Abstract:Streaming data clustering is a popular research topic in the fields of data mining and machine learning. Compared to static data, streaming data, which is usually analyzed in data chunks, is more susceptible to encountering the dynamic cluster imbalanced issue. That is, the imbalanced degree of clusters varies in different streaming data chunks, leading to corruption in either the accuracy or the efficiency of streaming data analysis based on existing clustering methods. Therefore, we propose an efficient approach called Learning Self-Refined Organizing Map (LSROM) to handle the imbalanced streaming data clustering problem, where we propose an advanced SOM for representing the global data distribution. The constructed SOM is first refined for guiding the partition of the dataset to form many micro-clusters to avoid the missing small clusters in imbalanced data.

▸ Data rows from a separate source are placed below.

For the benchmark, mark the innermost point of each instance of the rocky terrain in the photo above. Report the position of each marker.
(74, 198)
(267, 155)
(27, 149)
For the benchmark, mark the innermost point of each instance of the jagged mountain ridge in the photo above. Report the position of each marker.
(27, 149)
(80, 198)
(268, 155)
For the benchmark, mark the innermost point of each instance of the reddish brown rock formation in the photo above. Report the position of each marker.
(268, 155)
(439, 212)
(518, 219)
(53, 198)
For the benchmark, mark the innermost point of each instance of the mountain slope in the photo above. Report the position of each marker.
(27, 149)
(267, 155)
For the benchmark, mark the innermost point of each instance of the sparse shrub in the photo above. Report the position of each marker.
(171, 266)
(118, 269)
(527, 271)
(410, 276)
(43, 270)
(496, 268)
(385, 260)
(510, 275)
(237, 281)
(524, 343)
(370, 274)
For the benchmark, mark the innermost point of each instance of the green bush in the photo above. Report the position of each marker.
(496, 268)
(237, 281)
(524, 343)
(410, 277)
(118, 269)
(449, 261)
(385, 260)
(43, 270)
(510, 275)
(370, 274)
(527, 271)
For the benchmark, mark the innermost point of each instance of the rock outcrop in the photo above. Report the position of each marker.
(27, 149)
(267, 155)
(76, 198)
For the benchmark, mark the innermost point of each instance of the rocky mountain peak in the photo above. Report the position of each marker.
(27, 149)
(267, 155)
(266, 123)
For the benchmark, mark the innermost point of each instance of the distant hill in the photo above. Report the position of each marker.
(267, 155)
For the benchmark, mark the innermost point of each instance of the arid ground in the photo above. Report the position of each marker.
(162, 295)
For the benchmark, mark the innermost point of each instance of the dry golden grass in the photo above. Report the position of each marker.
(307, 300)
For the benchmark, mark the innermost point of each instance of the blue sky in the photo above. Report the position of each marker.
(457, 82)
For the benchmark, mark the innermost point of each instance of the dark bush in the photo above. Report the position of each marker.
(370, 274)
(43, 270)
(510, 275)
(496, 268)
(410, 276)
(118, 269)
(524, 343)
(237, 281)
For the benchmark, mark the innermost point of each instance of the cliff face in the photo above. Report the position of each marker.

Then an efficient merging of the micro-clusters is conducted through quick retrieval based on the SOM, which can automatically yield a true number of imbalanced clusters. In comparison to existing imbalanced data clustering approaches, LSROM is with a lower time complexity $O(n\log n)$, while achieving very competitive clustering accuracy. Moreover, LSROM is interpretable and insensitive to hyper-parameters. Extensive experiments have verified its efficacy.